Closed Bug 1535194 Opened 5 years ago Closed 5 years ago

Silent overflow in diffB during far jump setup leads to branch-to-wild-location

Categories

(Core :: JavaScript: WebAssembly, defect, P2)

ARM
All
defect

Tracking

()

RESOLVED FIXED
mozilla68
Tracking Status
firefox-esr60 67+ fixed
firefox65 --- wontfix
firefox66 --- wontfix
firefox67 + fixed
firefox68 + fixed

People

(Reporter: gkw, Assigned: lth)

References

(Blocks 1 open bug)

Details

(5 keywords, Whiteboard: [jsbugmon:][adv-main67+][adv-esr60.7+])

Attachments

(2 files, 1 obsolete file)

Attached file 504.zip (obsolete) —

The following testcase crashes on mozilla-central revision 85d3d2603b8f (build with --enable-debug --enable-more-deterministic --enable-simulator=arm and other 32-bit build parameters, run with --fuzzing-safe --no-threads --no-baseline --no-ion --wasm-compiler=baseline):

See attachment.

Backtrace:

#0 js::jit::Simulator::instructionDecode (this=0xf6b3d000, instr=0x3140183c) at js/src/jit/arm/Simulator-arm.cpp:4670
#1 0x57f12c6c in js::jit::Simulator::execute<false> (this=<optimized out>) at js/src/jit/arm/Simulator-arm.cpp:4750
#2 js::jit::Simulator::callInternal (this=0xf6b3d000, entry=0x346afe28) at js/src/jit/arm/Simulator-arm.cpp:4828
#3 0x57f131ff in js::jit::Simulator::call (this=0xf6b3d000, entry=0x346afe28, argument_count=2) at js/src/jit/arm/Simulator-arm.cpp:4915
#4 0x5829b58d in js::wasm::Instance::callExport (this=0xf6b73b00, cx=0xf6b1c800, funcIndex=46326, args=...) at js/src/wasm/WasmInstance.cpp:1579
#5 0x582b2635 in WasmCall (cx=<optimized out>, argc=0, vp=0xf6587068) at js/src/wasm/WasmJS.cpp:1433
/snip

For detailed crash information, see attachment.
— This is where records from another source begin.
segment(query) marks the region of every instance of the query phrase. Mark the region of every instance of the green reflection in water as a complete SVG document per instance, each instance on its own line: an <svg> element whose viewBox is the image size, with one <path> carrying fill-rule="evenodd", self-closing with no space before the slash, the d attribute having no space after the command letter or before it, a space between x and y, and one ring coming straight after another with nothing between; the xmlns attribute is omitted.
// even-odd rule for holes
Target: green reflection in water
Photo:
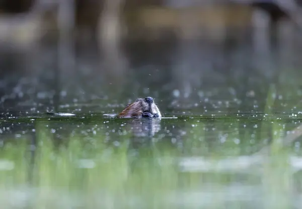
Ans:
<svg viewBox="0 0 302 209"><path fill-rule="evenodd" d="M290 159L300 152L280 139L299 121L279 117L20 119L33 121L35 141L26 134L4 141L0 201L10 208L292 208L301 177ZM271 154L254 155L263 148Z"/></svg>

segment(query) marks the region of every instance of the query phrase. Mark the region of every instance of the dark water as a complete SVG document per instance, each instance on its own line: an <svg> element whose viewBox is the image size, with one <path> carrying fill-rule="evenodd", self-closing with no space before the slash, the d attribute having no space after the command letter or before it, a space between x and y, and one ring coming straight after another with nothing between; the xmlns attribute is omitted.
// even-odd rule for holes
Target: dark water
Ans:
<svg viewBox="0 0 302 209"><path fill-rule="evenodd" d="M299 208L299 49L150 45L3 57L4 207ZM146 96L163 118L104 115Z"/></svg>

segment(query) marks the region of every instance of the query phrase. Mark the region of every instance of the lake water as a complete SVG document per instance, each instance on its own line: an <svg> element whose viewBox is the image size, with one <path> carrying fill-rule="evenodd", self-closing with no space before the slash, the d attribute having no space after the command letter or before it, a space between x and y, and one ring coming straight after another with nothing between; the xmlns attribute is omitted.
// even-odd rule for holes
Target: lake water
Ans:
<svg viewBox="0 0 302 209"><path fill-rule="evenodd" d="M298 47L150 45L128 65L90 51L57 71L49 47L2 60L2 207L300 208ZM163 118L104 115L146 96Z"/></svg>

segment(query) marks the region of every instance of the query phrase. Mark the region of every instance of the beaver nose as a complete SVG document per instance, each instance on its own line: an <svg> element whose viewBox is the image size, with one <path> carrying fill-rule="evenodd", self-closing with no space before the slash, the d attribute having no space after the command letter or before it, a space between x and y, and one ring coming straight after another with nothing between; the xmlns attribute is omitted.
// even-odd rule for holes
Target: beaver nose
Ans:
<svg viewBox="0 0 302 209"><path fill-rule="evenodd" d="M149 104L153 103L154 102L153 98L150 97L146 97L145 98L145 100L146 100L146 102L147 102Z"/></svg>

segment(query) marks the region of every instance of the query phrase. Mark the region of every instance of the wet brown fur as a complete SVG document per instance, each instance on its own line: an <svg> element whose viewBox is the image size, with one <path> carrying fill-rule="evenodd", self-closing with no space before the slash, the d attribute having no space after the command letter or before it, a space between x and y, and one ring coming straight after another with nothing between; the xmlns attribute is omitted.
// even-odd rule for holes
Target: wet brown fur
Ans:
<svg viewBox="0 0 302 209"><path fill-rule="evenodd" d="M148 112L152 114L158 113L159 117L161 117L161 112L157 105L154 102L149 104L143 98L137 99L135 102L129 104L117 117L140 117L145 112Z"/></svg>

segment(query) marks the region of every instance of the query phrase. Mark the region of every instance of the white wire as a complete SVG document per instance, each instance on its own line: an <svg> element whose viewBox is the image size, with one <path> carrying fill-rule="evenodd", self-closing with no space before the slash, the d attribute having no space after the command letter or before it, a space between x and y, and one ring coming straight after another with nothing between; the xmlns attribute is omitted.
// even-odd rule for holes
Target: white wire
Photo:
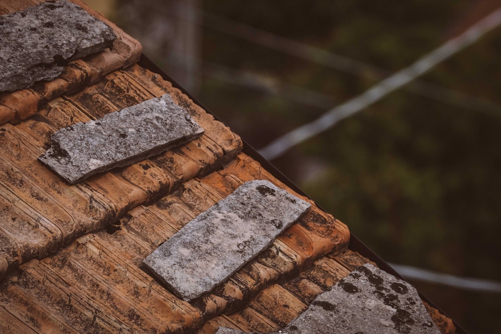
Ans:
<svg viewBox="0 0 501 334"><path fill-rule="evenodd" d="M461 277L409 265L388 263L406 278L441 284L460 289L501 293L501 282L488 279Z"/></svg>
<svg viewBox="0 0 501 334"><path fill-rule="evenodd" d="M501 9L492 12L461 35L449 40L410 66L384 79L360 95L329 110L313 122L279 137L258 152L268 160L280 156L293 146L331 128L341 120L360 111L412 81L437 64L476 42L500 24Z"/></svg>

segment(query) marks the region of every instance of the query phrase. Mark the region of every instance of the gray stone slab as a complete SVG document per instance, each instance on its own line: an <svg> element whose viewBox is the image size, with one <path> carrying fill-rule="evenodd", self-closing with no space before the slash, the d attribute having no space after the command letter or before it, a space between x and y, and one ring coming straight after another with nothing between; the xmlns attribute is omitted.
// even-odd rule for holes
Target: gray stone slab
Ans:
<svg viewBox="0 0 501 334"><path fill-rule="evenodd" d="M203 130L170 96L148 100L54 133L39 160L70 183L187 142Z"/></svg>
<svg viewBox="0 0 501 334"><path fill-rule="evenodd" d="M220 328L216 334L242 332ZM417 291L408 283L367 264L321 294L276 333L439 334Z"/></svg>
<svg viewBox="0 0 501 334"><path fill-rule="evenodd" d="M181 228L144 263L175 294L190 300L226 280L310 206L269 181L245 182Z"/></svg>
<svg viewBox="0 0 501 334"><path fill-rule="evenodd" d="M112 46L107 24L66 0L0 17L0 92L50 80L68 61Z"/></svg>

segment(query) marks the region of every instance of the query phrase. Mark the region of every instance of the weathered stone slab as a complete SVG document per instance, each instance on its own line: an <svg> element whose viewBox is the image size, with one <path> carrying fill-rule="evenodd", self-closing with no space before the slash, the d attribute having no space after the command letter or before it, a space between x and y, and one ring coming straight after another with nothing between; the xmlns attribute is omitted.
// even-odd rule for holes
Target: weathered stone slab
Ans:
<svg viewBox="0 0 501 334"><path fill-rule="evenodd" d="M165 94L56 132L39 160L70 183L147 159L203 130Z"/></svg>
<svg viewBox="0 0 501 334"><path fill-rule="evenodd" d="M239 330L220 328L216 334ZM439 334L417 291L367 263L320 294L282 334L413 333Z"/></svg>
<svg viewBox="0 0 501 334"><path fill-rule="evenodd" d="M0 17L0 92L52 80L70 60L112 46L112 29L66 0Z"/></svg>
<svg viewBox="0 0 501 334"><path fill-rule="evenodd" d="M310 204L271 182L245 182L144 260L176 295L211 290L269 246Z"/></svg>

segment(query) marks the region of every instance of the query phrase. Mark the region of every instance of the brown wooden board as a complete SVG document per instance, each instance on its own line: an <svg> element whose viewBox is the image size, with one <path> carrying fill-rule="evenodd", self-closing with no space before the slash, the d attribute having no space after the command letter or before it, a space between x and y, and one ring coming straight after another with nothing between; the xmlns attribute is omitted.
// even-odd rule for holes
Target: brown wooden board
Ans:
<svg viewBox="0 0 501 334"><path fill-rule="evenodd" d="M111 49L70 62L64 72L51 81L42 81L31 88L0 93L0 124L16 123L33 115L53 99L72 94L95 84L113 71L137 62L142 48L132 38L81 0L69 0L110 26L117 39ZM0 15L20 11L44 0L2 0Z"/></svg>
<svg viewBox="0 0 501 334"><path fill-rule="evenodd" d="M54 255L22 265L0 285L0 317L39 332L193 332L211 317L243 306L267 286L297 275L319 256L346 248L346 226L307 199L310 211L321 218L305 215L228 281L191 303L147 273L142 260L158 245L254 176L290 191L240 154L225 168L130 210L107 231L87 234ZM298 302L294 309L304 307Z"/></svg>
<svg viewBox="0 0 501 334"><path fill-rule="evenodd" d="M51 135L80 121L169 93L204 130L201 137L131 166L66 183L37 159ZM230 161L241 142L178 90L134 65L73 95L51 101L16 125L0 125L0 277L79 236L99 231L143 203Z"/></svg>

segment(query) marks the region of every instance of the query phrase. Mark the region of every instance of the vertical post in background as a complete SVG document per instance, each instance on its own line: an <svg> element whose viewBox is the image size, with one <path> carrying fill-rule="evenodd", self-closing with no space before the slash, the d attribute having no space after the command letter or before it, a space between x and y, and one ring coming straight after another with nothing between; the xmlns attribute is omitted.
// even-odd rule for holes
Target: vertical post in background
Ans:
<svg viewBox="0 0 501 334"><path fill-rule="evenodd" d="M170 75L192 94L200 84L200 0L172 2L174 34L169 56Z"/></svg>

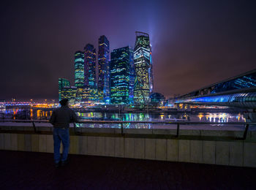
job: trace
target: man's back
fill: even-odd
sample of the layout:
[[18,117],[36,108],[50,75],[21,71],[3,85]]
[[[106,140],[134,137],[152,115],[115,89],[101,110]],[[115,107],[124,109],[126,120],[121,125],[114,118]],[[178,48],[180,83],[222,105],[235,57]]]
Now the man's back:
[[75,113],[68,106],[61,106],[53,110],[50,118],[50,123],[56,128],[68,128],[69,123],[77,121],[78,117]]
Setting s-s as a start as I am not sure if this is simulator-specific.

autobisectjs shows this is probably related to the following changeset:

The first bad revision is:
changeset: https://hg.mozilla.org/mozilla-central/rev/c474d2c881f5
user: Lars T Hansen
date: Thu Jan 31 08:50:38 2019 +0100
summary: Bug 1524178 - Enable lock-free 8-byte atomics for ARM+ARM64 simulators. r=jseward

Lars, is bug 1524178 a likely regressor?

Blocks: 1524178
Flags: needinfo?(lhansen)
Assignee: nobody → lhansen
Status: NEW → ASSIGNED
Flags: needinfo?(lhansen)

I can repro the crash.

Please be more specific re command line arguments when specifying the STR. The actual command line is this: "--fuzzing-safe --no-threads --no-baseline --no-ion --wasm-compiler=baseline w504-out.wrapper w504-out.wasm", specifically the wasm file must be present as a command line argument.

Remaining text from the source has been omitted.